Hambre sentimos todos al menos una vez, y comprar comida siempre será prioritario por encima de la ropa y la educación, o eso es lo que les hicieron creer a los hijos de la crisis, esos niños que nacieron en dictadura sin siquiera ser conscientes del significado de la palabra.
Los menos afectados redujeron sus porciones de comida, los más susceptibles perdieron el año escolar, muchos motivados por la necesidad de ofrecerles un bocado a sus madres y hermanos.
Algunos trabajan vendiendo dulces en los semáforos, otros fueron empleados en los autobuses y nunca faltarán los ‘mandaderos’, lo que no deja de causar indignación, pero la preocupación más grande está en los lugares donde nadie voltea a ver la vida: en las esquinas y plazas concurridas, una vez cae la noche.
La prostitución, el trabajo más antiguo del mundo, hoy les da de comer a las niñas de Venezuela, quienes ya sea para adquirir objetos en esencia banales, como maquillaje y vestidos caros, o bien porque creen que solo así pueden llenar sus alacenas, recurrieron a vender su cuerpo en una esquina de mala fama a la luz de la luna, usando un disfraz de cuerpo semidesnudo que indudablemente llama la atención.
Esto es algo común en algunos países de África, pero nunca en Venezuela, donde muchas madres hacen lo imposible para que sus hijos vivan inmersos en esa vida de ensueños en la que vivimos los de mi generación.

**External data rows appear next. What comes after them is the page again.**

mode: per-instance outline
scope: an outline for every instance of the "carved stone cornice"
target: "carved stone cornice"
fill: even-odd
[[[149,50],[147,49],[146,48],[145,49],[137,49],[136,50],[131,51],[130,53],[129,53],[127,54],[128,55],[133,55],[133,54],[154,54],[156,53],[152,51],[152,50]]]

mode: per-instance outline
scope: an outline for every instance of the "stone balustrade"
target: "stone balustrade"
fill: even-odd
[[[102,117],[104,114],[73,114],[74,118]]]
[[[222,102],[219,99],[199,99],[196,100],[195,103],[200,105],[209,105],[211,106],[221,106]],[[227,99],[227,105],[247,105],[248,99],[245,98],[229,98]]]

Sin embargo, las cosas cambian y lo que en principio era una crisis económica se convirtió en un problema de valores, puesto que la educación ya no importa.
Muchas de las niñas que recurren a esta práctica son mucho más maduras de lo que soy yo a los 21 años, pero seguramente mantienen todavía esa mirada hechizada de quien aún cree en cuentos de hadas.
No puedo hablar por ellas, pero me basta con imaginar la expresión en sus caras cuando un hombre de avanzada edad las deja de vuelta en su esquina tras pagarles sus servicios. Las que realmente necesitan el dinero deben mirar aquella limosna recién ganada como si, en lugar de eso, acabaran de perder algo irremplazable.
No son adolescentes, son niñas de entre 10 y 13 años, quienes venden su cuerpo por migajas, así lo explicó el presidente de la Comisión Permanente de la Familia de la Asamblea Nacional, Franklyn Duarte, y muchas veces el pago es comida.
Ellas no son culpables de nada porque, por muy maduras que sean, aún no saben cómo funciona el mundo, el problema está en que no tienen a alguien que les inculque valores y respeto propio, por lo que crecerán creyendo que su cuerpo es mercancía.